Il nostro istinto predomina in una infinità di situazioni.
L'altruismo, la socialità, la saggezza non sono minimamente presenti nel nostro genere umano, se non in microscopiche percentuali.
La vignetta racchiude in sé l'essenza prevalente del nostro istinto, ovvero la
spinta alla riproduzione, che sembra l'unico vero motivo dell'esistenza stessa.
Poi noi andiamo oltre al semplice rapporto con finalità riproduttiva perché l'atto stesso ha in sé un premio, il piacere che se ne trae.
Quindi il nostro scopo è identico a quello di tutte le altre specie viventi: difendere la nostra vita fino ad arrivare al concepimento di nuove vite.
La Natura tende ad essere invasiva, ma ai livelli più bassi sa mostrare più saggezza dell'Uomo stesso.
Mi riferisco al fatto che non basta pensare a riprodursi, bisogna anche fare i conti con l'ambiente.
Ci sono, per esempio, dei pesci che se messi in un piccolo acquario si riproducono molto poco o arrivano persino a mangiare gli avannotti appena nati per mantenere il giusto equilibrio tra spazio e numero di vite presenti.
Proliferare di più porterebbe ad un disastro perché non ci sarebbe cibo per tutti.
Noi, dall'alto della nostra intelligenza, questa semplice regola dobbiamo ancora impararla.
Si sente solo dire con rammarico che, per esempio, in Italia le nascite sono calate molto, come fosse un difetto e non un pregio!

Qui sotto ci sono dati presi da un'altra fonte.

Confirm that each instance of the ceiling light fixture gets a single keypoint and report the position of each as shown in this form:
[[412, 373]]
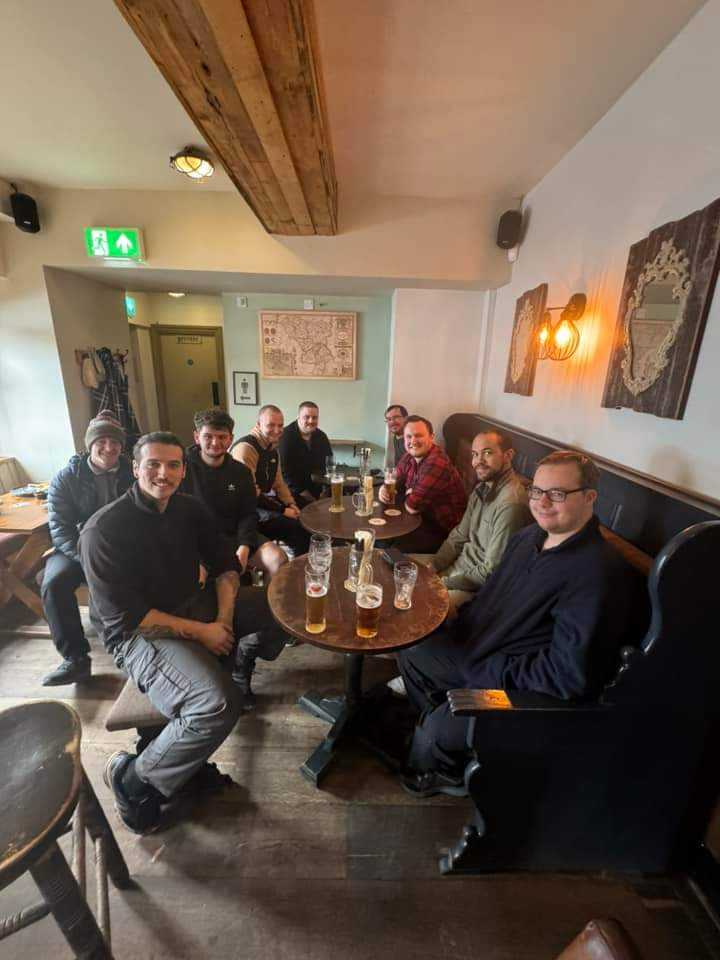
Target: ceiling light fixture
[[193, 163]]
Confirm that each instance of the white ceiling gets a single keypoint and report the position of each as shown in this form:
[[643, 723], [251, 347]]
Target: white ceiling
[[465, 98]]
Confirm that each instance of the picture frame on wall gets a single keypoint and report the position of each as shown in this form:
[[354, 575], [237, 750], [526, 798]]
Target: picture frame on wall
[[522, 358], [245, 388], [669, 284]]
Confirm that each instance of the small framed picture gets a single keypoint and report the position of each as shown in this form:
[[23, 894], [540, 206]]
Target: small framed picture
[[245, 388]]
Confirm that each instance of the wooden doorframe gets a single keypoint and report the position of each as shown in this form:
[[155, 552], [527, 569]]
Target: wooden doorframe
[[156, 330]]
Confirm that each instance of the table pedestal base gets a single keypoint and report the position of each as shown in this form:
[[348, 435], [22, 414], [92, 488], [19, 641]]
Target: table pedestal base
[[345, 713]]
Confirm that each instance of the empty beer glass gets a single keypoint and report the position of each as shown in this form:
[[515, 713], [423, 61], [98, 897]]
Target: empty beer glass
[[316, 587], [360, 504], [405, 573], [368, 600], [320, 552], [336, 482], [390, 482]]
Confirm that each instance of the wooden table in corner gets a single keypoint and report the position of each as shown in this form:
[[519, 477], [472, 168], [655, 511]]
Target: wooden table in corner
[[398, 629], [316, 518], [24, 538]]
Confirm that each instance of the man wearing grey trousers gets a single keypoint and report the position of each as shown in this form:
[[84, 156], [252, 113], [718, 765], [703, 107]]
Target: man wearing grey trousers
[[141, 556]]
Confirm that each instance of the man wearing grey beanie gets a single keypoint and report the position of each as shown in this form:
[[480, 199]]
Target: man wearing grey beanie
[[89, 481]]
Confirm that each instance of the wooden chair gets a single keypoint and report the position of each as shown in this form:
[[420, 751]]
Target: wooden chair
[[624, 783], [601, 940], [42, 784]]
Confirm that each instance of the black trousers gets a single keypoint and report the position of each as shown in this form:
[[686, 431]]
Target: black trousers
[[291, 531], [61, 579], [429, 670], [427, 538]]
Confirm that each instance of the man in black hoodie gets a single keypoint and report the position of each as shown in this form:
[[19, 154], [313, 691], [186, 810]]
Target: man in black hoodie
[[227, 488], [304, 450], [88, 482], [550, 619]]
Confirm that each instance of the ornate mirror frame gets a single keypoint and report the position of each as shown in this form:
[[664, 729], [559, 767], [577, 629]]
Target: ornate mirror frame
[[522, 357], [685, 254]]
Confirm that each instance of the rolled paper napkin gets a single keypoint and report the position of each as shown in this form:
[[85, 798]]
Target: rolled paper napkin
[[368, 490], [367, 539]]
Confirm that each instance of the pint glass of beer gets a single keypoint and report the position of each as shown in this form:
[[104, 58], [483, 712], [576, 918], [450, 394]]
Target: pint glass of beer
[[390, 481], [336, 482], [316, 585], [368, 600]]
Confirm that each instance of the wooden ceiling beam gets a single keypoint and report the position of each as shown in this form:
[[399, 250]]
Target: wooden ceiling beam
[[246, 71]]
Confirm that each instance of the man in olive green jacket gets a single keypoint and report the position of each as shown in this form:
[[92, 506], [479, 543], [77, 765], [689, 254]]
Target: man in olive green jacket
[[497, 508]]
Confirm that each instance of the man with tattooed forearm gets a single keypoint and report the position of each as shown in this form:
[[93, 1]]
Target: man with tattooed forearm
[[141, 555]]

Ci comportiamo prevalentemente come bestie rapaci, fregandocene persino della sorte di tutte le altre forme di vita, che sfruttiamo per i nostri meschini interessi e dalle quali invece dipende la nostra sopravvivenza.
Detta così sembrerebbe che il nostro scopo sia più quello di distruggere il pianeta da cui dipendiamo e per giunta siamo già sulla buona strada per andare ad infangarne altri, di pianeti!

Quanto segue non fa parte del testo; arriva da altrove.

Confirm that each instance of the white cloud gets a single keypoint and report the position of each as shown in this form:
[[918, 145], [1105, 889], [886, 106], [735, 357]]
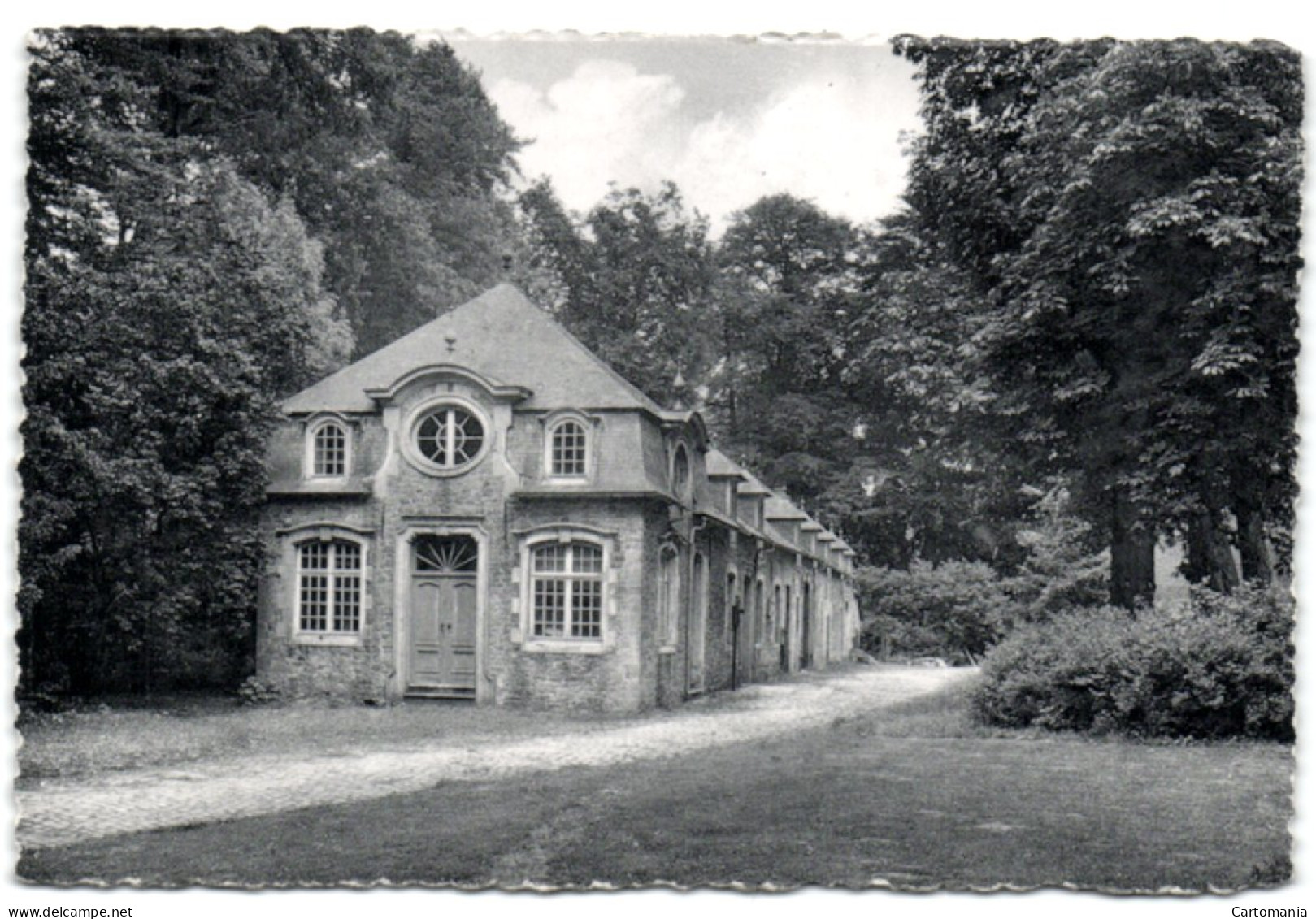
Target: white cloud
[[828, 138], [606, 123]]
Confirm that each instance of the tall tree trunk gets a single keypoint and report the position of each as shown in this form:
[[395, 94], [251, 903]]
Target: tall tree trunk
[[1132, 557], [1210, 557], [1254, 547]]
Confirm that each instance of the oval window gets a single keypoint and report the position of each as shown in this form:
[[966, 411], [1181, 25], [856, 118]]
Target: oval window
[[449, 436]]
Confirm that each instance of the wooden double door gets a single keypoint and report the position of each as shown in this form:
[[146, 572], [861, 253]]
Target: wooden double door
[[444, 606]]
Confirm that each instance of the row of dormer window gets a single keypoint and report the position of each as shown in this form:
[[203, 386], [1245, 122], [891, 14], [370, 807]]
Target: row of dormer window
[[449, 438]]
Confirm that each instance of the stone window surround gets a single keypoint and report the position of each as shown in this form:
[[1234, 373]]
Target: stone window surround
[[291, 542], [312, 429], [407, 436], [442, 525], [589, 427], [669, 597], [523, 635]]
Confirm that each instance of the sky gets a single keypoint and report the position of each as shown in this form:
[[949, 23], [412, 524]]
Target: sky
[[728, 124], [728, 120]]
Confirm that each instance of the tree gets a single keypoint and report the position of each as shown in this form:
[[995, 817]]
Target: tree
[[788, 280], [167, 302], [632, 282], [389, 149], [1129, 213]]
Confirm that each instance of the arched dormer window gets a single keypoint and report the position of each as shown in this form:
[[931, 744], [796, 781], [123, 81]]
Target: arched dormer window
[[669, 597], [329, 587], [446, 436], [680, 474], [566, 449], [328, 449]]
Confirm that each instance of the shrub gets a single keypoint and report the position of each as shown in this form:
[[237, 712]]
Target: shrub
[[257, 691], [948, 610], [1222, 668]]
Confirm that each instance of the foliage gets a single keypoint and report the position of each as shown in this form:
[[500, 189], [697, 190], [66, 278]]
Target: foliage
[[1223, 668], [958, 609], [932, 610], [1126, 219], [257, 691], [214, 221]]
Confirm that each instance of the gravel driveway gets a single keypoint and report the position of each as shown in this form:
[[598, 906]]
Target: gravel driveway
[[112, 804]]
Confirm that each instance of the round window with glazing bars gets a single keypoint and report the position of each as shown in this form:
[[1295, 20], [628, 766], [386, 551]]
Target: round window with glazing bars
[[449, 436]]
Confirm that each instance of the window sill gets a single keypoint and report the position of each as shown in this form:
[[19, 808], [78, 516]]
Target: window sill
[[328, 639], [541, 646]]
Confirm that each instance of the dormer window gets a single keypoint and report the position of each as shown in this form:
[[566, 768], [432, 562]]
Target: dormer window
[[567, 450], [680, 474], [328, 449]]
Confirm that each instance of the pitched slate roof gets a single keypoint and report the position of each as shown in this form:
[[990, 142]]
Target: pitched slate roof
[[501, 336], [720, 466]]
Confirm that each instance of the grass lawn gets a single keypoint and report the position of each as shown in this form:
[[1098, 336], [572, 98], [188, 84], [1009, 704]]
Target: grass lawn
[[914, 795], [189, 729]]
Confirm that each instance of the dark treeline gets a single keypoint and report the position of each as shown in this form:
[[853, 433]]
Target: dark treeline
[[1078, 336]]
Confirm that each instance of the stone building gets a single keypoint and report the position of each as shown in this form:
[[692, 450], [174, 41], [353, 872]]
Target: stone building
[[484, 509]]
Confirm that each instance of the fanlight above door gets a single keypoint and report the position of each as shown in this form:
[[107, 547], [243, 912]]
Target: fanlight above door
[[446, 555]]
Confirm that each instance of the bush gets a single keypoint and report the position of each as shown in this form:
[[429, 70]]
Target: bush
[[948, 610], [1222, 668]]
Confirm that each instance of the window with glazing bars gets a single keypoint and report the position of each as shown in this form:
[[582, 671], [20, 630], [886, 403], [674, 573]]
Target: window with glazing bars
[[331, 451], [329, 587], [567, 591], [567, 450]]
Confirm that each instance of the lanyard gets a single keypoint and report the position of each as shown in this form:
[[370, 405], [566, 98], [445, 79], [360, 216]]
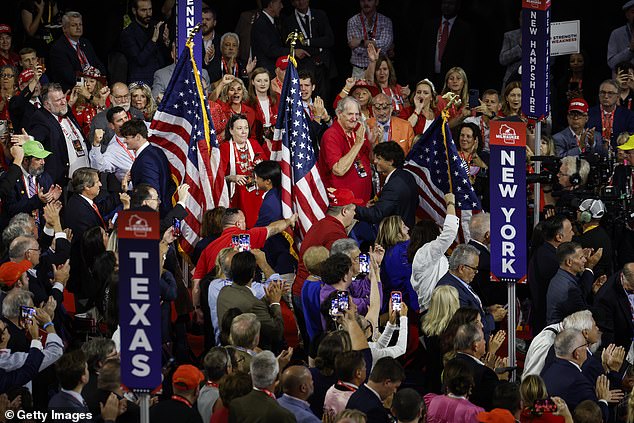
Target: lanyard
[[366, 35], [225, 67], [125, 148], [183, 400]]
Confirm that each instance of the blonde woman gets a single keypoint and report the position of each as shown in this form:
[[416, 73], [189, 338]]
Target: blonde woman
[[443, 305]]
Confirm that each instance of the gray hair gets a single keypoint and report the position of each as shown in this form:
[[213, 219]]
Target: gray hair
[[12, 302], [341, 106], [479, 225], [19, 246], [264, 369], [20, 225], [581, 320], [567, 341], [571, 164], [343, 246], [68, 16], [244, 330], [230, 34], [466, 336], [461, 255]]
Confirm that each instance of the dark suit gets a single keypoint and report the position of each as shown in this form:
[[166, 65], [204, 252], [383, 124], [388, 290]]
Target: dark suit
[[459, 50], [485, 381], [623, 121], [567, 294], [489, 292], [151, 167], [322, 39], [66, 403], [266, 43], [258, 407], [366, 401], [45, 128], [613, 313], [542, 267], [398, 197], [468, 299], [563, 379], [64, 61]]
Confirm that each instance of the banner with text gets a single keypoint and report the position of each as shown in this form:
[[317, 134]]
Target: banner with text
[[139, 300], [188, 15], [535, 58], [507, 185]]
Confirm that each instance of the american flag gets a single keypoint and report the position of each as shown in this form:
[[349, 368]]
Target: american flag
[[432, 160], [303, 191], [182, 127]]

In conclusione non pensiamoci alla nostra ipotetica "missione", cerchiamo di vivere al meglio delle nostre risorse, con qualche opportuno sacrificio alla nostra ingordigia e cercando di aiutare i più deboli a percorrere una vita degna d'essere vissuta, eliminando tutti i più vergognosi eccessi che siamo così bravi ad accumulare inutilmente.

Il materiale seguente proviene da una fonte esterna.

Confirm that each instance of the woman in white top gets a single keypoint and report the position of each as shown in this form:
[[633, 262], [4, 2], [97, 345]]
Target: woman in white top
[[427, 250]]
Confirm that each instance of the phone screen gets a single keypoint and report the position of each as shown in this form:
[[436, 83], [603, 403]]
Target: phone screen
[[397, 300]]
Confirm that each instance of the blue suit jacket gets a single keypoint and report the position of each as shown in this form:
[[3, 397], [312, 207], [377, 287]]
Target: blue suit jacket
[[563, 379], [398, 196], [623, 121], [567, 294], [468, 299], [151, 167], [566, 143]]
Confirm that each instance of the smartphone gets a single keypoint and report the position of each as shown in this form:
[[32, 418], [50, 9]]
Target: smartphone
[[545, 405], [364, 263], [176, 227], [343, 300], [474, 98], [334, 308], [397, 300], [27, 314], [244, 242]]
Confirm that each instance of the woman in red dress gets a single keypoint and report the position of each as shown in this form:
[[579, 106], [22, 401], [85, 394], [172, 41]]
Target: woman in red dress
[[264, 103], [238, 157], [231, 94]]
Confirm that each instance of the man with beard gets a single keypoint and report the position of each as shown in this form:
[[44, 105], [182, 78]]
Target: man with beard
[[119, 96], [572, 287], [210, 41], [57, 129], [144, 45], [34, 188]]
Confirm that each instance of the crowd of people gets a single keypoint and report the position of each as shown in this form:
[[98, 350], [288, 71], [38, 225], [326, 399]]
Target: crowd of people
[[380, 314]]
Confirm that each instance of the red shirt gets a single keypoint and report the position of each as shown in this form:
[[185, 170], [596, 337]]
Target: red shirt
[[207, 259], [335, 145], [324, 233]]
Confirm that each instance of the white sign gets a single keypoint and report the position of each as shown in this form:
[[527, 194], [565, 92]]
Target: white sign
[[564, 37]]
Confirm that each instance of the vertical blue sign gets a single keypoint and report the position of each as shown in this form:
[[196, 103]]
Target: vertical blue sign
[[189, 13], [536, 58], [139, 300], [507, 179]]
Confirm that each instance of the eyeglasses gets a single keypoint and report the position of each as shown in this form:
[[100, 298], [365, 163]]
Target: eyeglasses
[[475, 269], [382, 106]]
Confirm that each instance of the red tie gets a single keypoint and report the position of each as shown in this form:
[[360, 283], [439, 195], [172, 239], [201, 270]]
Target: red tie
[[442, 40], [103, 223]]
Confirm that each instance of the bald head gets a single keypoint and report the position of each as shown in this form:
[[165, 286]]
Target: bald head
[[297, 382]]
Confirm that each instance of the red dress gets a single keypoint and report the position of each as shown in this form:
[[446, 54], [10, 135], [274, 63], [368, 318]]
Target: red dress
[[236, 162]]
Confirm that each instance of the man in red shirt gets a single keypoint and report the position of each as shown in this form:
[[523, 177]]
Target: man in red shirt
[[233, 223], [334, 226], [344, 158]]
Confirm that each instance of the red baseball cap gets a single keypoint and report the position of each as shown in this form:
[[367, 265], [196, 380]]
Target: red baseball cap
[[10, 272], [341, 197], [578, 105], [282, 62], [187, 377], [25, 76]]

Non dimentichiamo che ci sono persone che onestamente o disonestamente (più spesso!) hanno accumulato capitali così grandi che la loro vita per sfruttarli dovrebbe durare qualche migliaia di anni! Senza contare che anche il fatto di lasciare le proprie ricchezze ai posteri non è loro di nessun aiuto, anzi, gli brucia la vita prima ancora di iniziarla!
La fotografia attuale del genere umano non è molto diversa da quella di cento, mille, diecimila anni fa.
Abbiamo imparato molte cose, è vero, grazie ai progressi scientifici, ma tutto il nostro sapere finisce regolarmente nelle mani di sfruttatori che ne traggono enormi benefici, senza distribuire minimamente i profitti agli sfruttati, fatti salvi i progressi scientifici nel campo della medicina, che ci consentono di superare molte malattie e di vivere più a lungo la nostra "inutile" vita.